Most people tolerate teeth whitening methods with very little in the way of side effects. But if you do experience any minor symptoms, it could be in the form of an increased sensitivity of your teeth to cold, sore gums, or a sore throat. Occasionally, teeth whitening can also cause white spots along your gum line. All of these issues usually go away on their own within a few days.

Cost of Teeth Whitening

The cost of teeth whitening spans a wide range, depending on the option you select and on how much whitening you need to achieve the results you seek. For professional options, the level of experience the dental expert brings to the job will also factor into the cost. For DIY options, the quantity provided, the strength of the whitening agent, and the level of effectiveness can impact the price. (Although keep in mind even very expensive options may not get the job done, so price isn’t always equal to results.)

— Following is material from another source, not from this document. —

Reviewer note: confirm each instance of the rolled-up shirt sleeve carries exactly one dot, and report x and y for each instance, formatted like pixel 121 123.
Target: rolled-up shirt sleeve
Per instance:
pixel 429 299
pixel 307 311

Here are some ideas of what to expect for the cost of different whitening procedures:

  • Professional bleaching in office: Professional bleaching costs between $300 and $600 a session in your dentist’s office. Multiple sessions are usually needed.
  • Professional bleaching products in a customized tray used at home: Your dentist may also make you a custom-fit tray and give you the solution to use it at home. This option can be cost-effective, starting in the $250 range and going up as high as $500 or more.
  • Laser or power whitening in office: This can be between $500 and $800 a session. For some people, one is enough but others need repeat treatments.
  • Whitening Kiosk: A mall kiosk that provides whitening can run about $150 to $250 for a bleaching treatment. Similar treatments in a spa setting can cost about $400 or more.
  • DIY gel or strips: These start at about $25 for a kit and can go up to $50. A kit typically includes all you need for the process.
  • Whitening pens and paint-on whiteners: These can start at about $5 and go up to $20 for a 30-day supply.
  • Whitening toothpaste and mouthwash: A tube of whitening toothpaste can cost between $5 and $10, while a bottle of whitening mouthwash can cost between $10 and $25.

A Note

When selecting DIY products, look for those that are approved by the ADA since not all of the items are created equal. Also remember that whitening alone won’t be enough to keep that perfect smile. You’ll also need to pay attention to the things you eat and drink to help keep your teeth gleaming white.